Melillo e Cantone, nella loro nota, hanno chiesto al Comitato di presidenza del Csm di «voler valutare l’opportunità di non dare corso alla richiesta audizione, essendo stati gli scriventi già auditi dalla Commissione parlamentare d’inchiesta sul fenomeno delle mafie e dal Copasir». Così il “vertice” di Palazzo dei Marescialli Comitato ha deliberato il non luogo a procedere, dato il «venir meno» dell’interesse da parte delle due toghe e non ravvisando, dunque, profili di competenza consiliare. Negli ambienti antimafia, c’è chi definisce la scelta di Melillo e Cantone uno «schiaffo durissimo».
O forse lo schiaffo durissimo è stato quello di Sergio Sottani, procuratore generale di Perugia, che nelle scorse settimane aveva diffuso una nota definendo «inusuale l’iniziativa dei due colleghi» di farsi ascoltare dalla politica per parlare di un’inchiesta in corso, ribadendo, poi, il dovere di un «corretto bilanciamento tra il doveroso diritto dell’opinione pubblica a essere informata nella fase delle indagini e il rispetto della presunzione d’innocenza».
Difficile dunque non interpretare la rinuncia come un gesto di cautela – e forse anche distensivo – per evitare ulteriori polemiche, dopo una clamorosa fuga di notizie su un’inchiesta a dir poco delicata.
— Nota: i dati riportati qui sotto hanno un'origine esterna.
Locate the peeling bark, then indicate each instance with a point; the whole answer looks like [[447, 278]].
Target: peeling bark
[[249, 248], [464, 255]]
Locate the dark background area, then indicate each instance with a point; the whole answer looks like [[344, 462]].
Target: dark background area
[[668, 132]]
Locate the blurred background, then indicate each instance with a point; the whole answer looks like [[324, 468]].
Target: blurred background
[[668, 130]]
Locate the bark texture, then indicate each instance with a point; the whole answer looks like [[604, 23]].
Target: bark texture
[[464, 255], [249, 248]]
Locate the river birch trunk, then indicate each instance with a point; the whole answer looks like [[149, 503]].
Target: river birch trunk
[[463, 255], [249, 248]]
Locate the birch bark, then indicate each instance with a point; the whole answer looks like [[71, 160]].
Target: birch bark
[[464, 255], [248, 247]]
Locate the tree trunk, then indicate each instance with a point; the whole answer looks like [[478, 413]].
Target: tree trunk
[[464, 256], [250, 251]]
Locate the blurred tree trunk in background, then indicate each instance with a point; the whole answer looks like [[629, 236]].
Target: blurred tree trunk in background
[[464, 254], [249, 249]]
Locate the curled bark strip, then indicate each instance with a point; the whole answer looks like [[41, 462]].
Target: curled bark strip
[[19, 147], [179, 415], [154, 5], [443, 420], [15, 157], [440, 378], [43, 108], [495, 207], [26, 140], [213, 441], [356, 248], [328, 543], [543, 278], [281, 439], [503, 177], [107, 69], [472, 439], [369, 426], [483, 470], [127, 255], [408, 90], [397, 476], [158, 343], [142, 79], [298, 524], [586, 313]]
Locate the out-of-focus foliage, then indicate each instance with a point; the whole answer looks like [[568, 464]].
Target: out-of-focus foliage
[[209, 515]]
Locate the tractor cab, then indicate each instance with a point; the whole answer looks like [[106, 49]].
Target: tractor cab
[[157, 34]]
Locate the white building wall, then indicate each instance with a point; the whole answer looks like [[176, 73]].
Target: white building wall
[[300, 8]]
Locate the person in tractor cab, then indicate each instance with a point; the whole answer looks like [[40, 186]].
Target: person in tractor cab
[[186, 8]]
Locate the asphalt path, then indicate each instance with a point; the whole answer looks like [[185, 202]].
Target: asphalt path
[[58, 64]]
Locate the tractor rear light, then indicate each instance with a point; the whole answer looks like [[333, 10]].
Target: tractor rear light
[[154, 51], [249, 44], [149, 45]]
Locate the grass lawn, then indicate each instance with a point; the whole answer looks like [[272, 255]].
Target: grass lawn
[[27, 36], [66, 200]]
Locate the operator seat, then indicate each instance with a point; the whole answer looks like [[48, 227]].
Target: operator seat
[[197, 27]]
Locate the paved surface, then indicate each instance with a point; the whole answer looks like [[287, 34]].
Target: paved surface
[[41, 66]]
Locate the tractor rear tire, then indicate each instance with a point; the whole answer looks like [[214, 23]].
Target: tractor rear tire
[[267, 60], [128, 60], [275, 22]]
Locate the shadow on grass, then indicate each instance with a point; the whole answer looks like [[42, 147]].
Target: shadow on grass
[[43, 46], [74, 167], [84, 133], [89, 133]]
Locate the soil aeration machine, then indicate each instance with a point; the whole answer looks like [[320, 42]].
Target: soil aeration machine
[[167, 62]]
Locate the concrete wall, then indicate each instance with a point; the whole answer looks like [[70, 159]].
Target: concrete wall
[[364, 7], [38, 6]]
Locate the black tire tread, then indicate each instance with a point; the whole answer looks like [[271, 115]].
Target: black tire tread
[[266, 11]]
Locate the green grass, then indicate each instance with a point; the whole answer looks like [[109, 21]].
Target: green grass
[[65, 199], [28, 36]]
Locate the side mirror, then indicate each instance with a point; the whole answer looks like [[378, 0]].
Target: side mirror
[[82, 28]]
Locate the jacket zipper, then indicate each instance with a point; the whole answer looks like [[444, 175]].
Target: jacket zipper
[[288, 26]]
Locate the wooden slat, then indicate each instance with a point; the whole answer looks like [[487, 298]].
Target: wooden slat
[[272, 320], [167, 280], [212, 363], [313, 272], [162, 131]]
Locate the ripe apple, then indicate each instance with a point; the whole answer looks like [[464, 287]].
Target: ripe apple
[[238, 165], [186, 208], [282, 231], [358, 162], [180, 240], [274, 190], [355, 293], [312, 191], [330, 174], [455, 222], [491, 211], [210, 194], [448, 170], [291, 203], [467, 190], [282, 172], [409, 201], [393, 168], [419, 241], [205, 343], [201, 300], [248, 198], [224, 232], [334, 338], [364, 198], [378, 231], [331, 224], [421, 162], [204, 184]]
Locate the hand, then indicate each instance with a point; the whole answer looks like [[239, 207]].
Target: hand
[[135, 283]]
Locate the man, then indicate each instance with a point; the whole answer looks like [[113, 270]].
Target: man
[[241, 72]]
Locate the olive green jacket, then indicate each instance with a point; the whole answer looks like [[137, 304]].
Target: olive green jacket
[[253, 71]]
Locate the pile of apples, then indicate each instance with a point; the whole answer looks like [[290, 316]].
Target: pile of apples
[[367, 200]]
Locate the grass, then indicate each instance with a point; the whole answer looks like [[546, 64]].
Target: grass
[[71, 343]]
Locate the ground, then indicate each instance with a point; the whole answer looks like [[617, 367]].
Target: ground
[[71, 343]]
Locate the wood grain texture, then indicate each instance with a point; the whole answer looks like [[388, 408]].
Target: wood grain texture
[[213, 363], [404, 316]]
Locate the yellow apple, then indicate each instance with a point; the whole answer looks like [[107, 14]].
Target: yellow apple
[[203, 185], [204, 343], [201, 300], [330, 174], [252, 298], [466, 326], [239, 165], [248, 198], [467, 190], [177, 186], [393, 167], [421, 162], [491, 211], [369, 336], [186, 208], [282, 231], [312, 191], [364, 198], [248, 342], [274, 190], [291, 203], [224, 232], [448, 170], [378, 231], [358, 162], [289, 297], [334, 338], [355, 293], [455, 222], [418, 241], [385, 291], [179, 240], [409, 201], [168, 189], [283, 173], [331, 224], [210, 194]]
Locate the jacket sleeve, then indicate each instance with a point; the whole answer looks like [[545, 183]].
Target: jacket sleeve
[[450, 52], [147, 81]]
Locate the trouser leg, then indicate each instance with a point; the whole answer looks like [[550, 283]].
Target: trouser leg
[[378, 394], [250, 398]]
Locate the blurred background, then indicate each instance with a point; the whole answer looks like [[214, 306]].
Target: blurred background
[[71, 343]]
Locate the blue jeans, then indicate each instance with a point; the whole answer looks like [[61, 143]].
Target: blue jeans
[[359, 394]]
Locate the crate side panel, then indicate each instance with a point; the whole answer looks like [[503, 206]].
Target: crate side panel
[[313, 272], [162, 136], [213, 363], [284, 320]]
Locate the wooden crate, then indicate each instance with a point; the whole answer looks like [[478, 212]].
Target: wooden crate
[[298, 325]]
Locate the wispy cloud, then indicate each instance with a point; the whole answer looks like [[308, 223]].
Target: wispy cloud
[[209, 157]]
Ma è vero anche che tra i componenti del Comitato di presidenza del Csm siede il pg di Cassazione, titolare dell’azione disciplinare nei confronti di tutti i magistrati e implicitamente chiamato in causa dai rilievi di Sottani. Ancora: stando ai rumors, la scelta di tenere il Csm come ultimo tra gli organi davanti ai quali presentarsi aveva provocato più di un brontolio a piazza Indipendenza, che nessuno, però, è stato disposto ad ammettere.
D’altra parte, molti erano rimasti perplessi per la scelta di chiedere l’audizione al Comitato di presidenza, al quale quasi tutti gli altri consiglieri – al 14 marzo le richieste erano 17 – hanno chiesto di poter partecipare, di fatto trasformando l’abortita audizione in un mini- plenum. Impossibile secretare l’incontro, a quel punto, dato l’obbligo dello stesso Comitato di riferire alle Commissioni competenti (altra questione sollevata: quale sarebbe la Commissione competente?). Un cortocircuito da cui è stato possibile uscire, dunque, solo con il passo indietro.